Despite this range of potential causes, we can associate certain risk factors with an overall increase in the likelihood that you’ll suffer one or more forms of arthritis:
- Family history. If people in your family suffer from a form of arthritis, even one with a physical component like osteoarthritis, you’re significantly more likely to suffer from it yourself.
- Age. Most forms of arthritis become more likely to develop with age; even those with a genetic component may only reach clinical significance later in life.
- Sex. Your sex influences your likelihood of developing various forms of arthritis; overall, women are more likely to develop some form of arthritis, but various forms are much more common in men.
- Weight. Obesity increases the likelihood of developing arthritis, even in joints which aren’t affected by increased wear and tear with increased weight. Symptoms will be far more pronounced in lower body joints, i.e. each pound of body weight exerts four more pounds of pressure on your knees when walking.
- Injury. Joints you’ve previously injured are significantly more likely to develop symptoms of arthritis, or present with more severe symptoms than other joints in your body.

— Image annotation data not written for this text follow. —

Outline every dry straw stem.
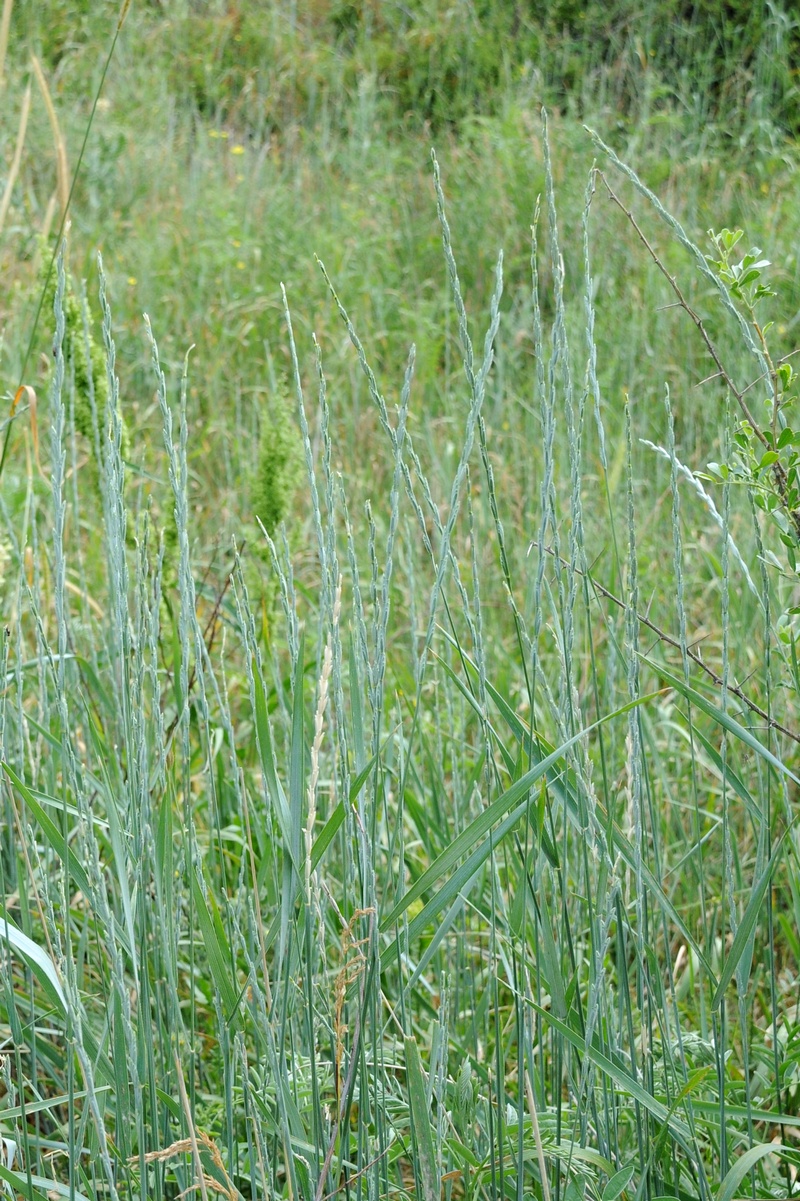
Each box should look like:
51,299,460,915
531,543,800,743
597,171,800,540
30,54,70,216
129,1130,238,1201
0,81,30,233
0,0,14,90
175,1052,208,1201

- Inflammatory illness. Any inflammatory illness, even those not necessarily associated with your joints, increase your likelihood of developing arthritis. One in three patients with inflammatory bowel disease suffer arthritis, for example.
The key to managing arthritis is early recognition of the condition. The sooner you identify the problem—and the specific form of arthritis—the better you’ll be able to mitigate and minimize ongoing damage to your joints.